4

enter image description hereI have this code and I'm using it to take the text of a PDF. It's great for a PDF in English but when I'm trying to extract the text in Arabic it shows me something like this.

") + n 9 n <+, + )+ $ # $ +$ F% 9& .< $ : ;"

using (PdfReader reader = new PdfReader(path))
{
     ITextExtractionStrategy strategy = new SimpleTextExtractionStrategy();
     String text = "";
     for (int i = 1; i <= reader.NumberOfPages; i++)
     {
          text = PdfTextExtractor.GetTextFromPage(reader, i,strategy);
     }

}
Joris Schellekens
  • 8,483
  • 2
  • 23
  • 54
  • This looks like the pdf does not contain the information required for text extraction according to the pdf specification. – mkl Nov 14 '16 at 19:43
  • Did you try this http://stackoverflow.com/questions/35436158/itextsharp-cant-extract-pdf-unicode-content-in-c-sharp ? – KMoussa Nov 14 '16 at 19:50
  • no there are a lot of words but the itextsharp codes the Arabic words – Ahmad Tarabeshi Nov 14 '16 at 19:53
  • @KMoussa it didont solve my problem still coding it like " , -%& ,. &$, $/ . % -% ) $ ( +% ) & !" +/ ) $ ( 12 . 3$) ( $ 45 .( 3$) %& ,5 6 7 !8$ # & * . 3$) +8 $ +8 9 3$, -: .( 3$) . +8 ). 15 + $ $ %& $ 7" $, $ ,5 . .( 3$) ) $ ) & ( . : ,5$ 3(& . -(5$$ 2) %& $5 8$2) $/ $ " – Ahmad Tarabeshi Nov 14 '16 at 20:05
  • Please share a sample file to reproduce the issue. – mkl Nov 14 '16 at 20:26
  • @mkl i add picture showing the output after extraction – Ahmad Tarabeshi Nov 14 '16 at 20:44
  • Obviously we cannot reproduce the issue using a picture... – mkl Nov 15 '16 at 02:03
  • A picture doesn't help. If you don't want to share the PDF, try doing `copy/paste` of the text in Adobe Reader? Do you get the same result as with iText? If so: you can't extract the Arabic text correctly because **the PDF doesn't contain the information required for text extraction according to the PDF specification** (which was the very first comment you got on this question). – Bruno Lowagie Nov 15 '16 at 07:02
  • here's the out :ق ديمحلا دبع : :يبابضلا قطنملا فيرعت اقيبطتو ةريبخلا ةمظنلأا ضعب يف مدختسي ،قطنملا لاكشأ دحأ وه ت ءاكذلا يعانصلا ماع قطنملا اذه أشن 5691 صلأا يناجيبرذلأا ملاعلا دي ىلع ل " an the orginal " هو أحد أشكال المنطق، يستخدم في بعض الأنظمة الخبيرة وتطبيقات الذكاء الصناعي نشأ هذا المنطق عام 5691 على يد العالم الأذربيجاني الأصل "ل ." i'm really grateful if you help me @BrunoLowagie – Ahmad Tarabeshi Nov 15 '16 at 16:49
  • Are you using the latest iText version?
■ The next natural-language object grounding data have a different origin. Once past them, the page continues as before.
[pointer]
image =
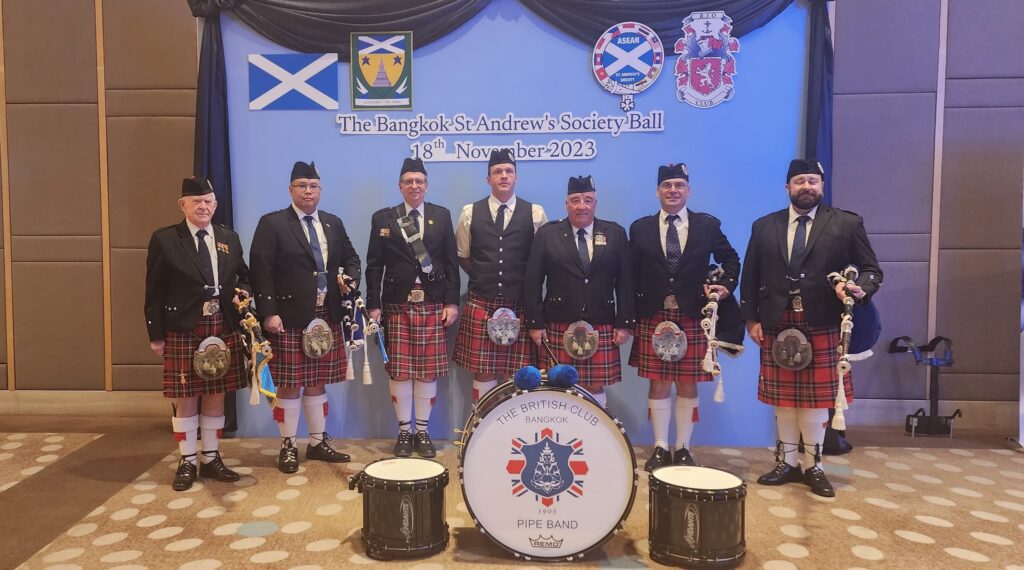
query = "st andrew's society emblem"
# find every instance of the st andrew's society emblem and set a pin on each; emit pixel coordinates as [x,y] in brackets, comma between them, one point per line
[547,468]
[706,63]
[382,71]
[628,57]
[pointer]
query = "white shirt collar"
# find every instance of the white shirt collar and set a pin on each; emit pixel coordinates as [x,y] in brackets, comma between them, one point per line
[302,215]
[794,215]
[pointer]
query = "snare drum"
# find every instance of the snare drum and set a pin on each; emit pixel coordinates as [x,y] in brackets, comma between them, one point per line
[547,474]
[696,516]
[402,508]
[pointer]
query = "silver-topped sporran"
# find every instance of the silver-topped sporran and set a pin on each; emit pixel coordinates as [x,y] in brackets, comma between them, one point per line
[503,326]
[580,340]
[317,339]
[669,342]
[792,350]
[212,358]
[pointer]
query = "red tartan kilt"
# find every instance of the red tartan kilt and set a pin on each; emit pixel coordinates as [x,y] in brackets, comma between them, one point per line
[417,342]
[601,369]
[473,348]
[814,386]
[292,368]
[178,351]
[650,366]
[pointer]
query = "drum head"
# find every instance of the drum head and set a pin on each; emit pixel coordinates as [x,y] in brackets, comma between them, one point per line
[699,478]
[403,469]
[548,474]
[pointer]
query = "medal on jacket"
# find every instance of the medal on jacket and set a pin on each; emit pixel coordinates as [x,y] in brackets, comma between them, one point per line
[316,339]
[580,340]
[669,342]
[791,350]
[212,358]
[503,326]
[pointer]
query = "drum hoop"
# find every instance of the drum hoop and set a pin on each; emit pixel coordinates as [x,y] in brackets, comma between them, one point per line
[580,391]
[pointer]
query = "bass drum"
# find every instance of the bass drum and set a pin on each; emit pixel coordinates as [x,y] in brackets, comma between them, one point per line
[547,474]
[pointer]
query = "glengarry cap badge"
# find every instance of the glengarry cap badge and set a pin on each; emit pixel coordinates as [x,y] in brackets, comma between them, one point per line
[316,339]
[669,342]
[581,340]
[212,358]
[503,326]
[791,350]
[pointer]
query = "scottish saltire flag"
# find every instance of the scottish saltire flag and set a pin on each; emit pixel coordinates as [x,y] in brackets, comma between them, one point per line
[293,81]
[382,71]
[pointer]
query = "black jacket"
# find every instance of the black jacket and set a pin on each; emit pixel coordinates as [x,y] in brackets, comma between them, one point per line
[284,270]
[174,285]
[606,290]
[838,238]
[391,265]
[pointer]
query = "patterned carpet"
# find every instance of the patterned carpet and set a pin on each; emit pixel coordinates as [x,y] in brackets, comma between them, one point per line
[895,508]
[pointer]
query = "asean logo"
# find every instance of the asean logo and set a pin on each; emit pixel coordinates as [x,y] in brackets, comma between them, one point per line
[706,64]
[628,57]
[546,468]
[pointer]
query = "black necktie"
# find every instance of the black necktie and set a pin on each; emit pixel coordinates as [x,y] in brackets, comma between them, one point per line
[205,263]
[584,251]
[500,220]
[317,254]
[799,243]
[672,250]
[415,214]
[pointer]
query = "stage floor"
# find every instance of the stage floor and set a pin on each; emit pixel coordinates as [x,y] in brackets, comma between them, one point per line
[105,501]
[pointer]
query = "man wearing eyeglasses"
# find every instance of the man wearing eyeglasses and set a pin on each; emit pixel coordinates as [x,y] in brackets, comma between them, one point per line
[297,257]
[581,265]
[413,279]
[671,251]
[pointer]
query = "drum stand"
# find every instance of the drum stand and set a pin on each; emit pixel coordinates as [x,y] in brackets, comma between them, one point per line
[919,422]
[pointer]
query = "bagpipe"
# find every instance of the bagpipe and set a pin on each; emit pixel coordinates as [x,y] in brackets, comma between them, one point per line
[848,275]
[356,325]
[709,323]
[257,353]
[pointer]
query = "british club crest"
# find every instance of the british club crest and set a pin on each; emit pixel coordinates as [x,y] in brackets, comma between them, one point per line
[706,63]
[627,59]
[547,468]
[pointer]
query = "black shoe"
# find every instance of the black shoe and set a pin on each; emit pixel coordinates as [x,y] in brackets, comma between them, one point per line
[660,457]
[425,447]
[217,470]
[683,456]
[782,474]
[836,443]
[403,447]
[816,480]
[288,459]
[185,475]
[323,451]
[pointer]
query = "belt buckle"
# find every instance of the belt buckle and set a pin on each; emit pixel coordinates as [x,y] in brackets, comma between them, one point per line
[211,307]
[798,303]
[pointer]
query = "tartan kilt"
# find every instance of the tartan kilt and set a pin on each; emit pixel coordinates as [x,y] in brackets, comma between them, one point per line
[178,351]
[650,366]
[292,368]
[417,342]
[603,368]
[473,348]
[814,386]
Older versions weren't able to extract Arabic text correctly. – Bruno Lowagie Nov 15 '16 at 17:03
  • i'm using version 5.5.8.0 – Ahmad Tarabeshi Nov 15 '16 at 17:07
  • @BrunoLowagie it's done i reverse the string but i want to save the English words do you have any idea – Ahmad Tarabeshi Nov 15 '16 at 17:26
  • You have to check the Unicode range and only reverse the characters in the "Arabic range". – Bruno Lowagie Nov 15 '16 at 17:47
  • @BrunoLowagie thnx sir it's done – Ahmad Tarabeshi Nov 15 '16 at 20:45

1 Answers1

5

I had to change the strategy like this

var t = PdfTextExtractor.GetTextFromPage(reader, i, new LocationTextExtractionStrategy());
var te = Convert(t);

and this function to reverse the Arabic words and keep the English

  private string Convert(string source)
  {
       string arabicWord = string.Empty;
       StringBuilder sbDestination = new StringBuilder();

       foreach (var ch in source)
       {
           if (IsArabic(ch))
               arabicWord += ch;
           else
           {
               if (arabicWord != string.Empty)
                    sbDestination.Append(Reverse(arabicWord));

               sbDestination.Append(ch);
               arabicWord = string.Empty;
            }
        }

        // if the last word was arabic    
        if (arabicWord != string.Empty)
            sbDestination.Append(Reverse(arabicWord));

        return sbDestination.ToString();
     }


     private bool IsArabic(char character)
     {
         if (character >= 0x600 && character <= 0x6ff)
             return true;

         if (character >= 0x750 && character <= 0x77f)
             return true;

         if (character >= 0xfb50 && character <= 0xfc3f)
             return true;

         if (character >= 0xfe70 && character <= 0xfefc)
             return true;

         return false;
     }

     // Reverse the characters of string
     string Reverse(string source)
     {
          return new string(source.ToCharArray().Reverse().ToArray());
     }
Joris Schellekens
  • 8,483
  • 2
  • 23
  • 54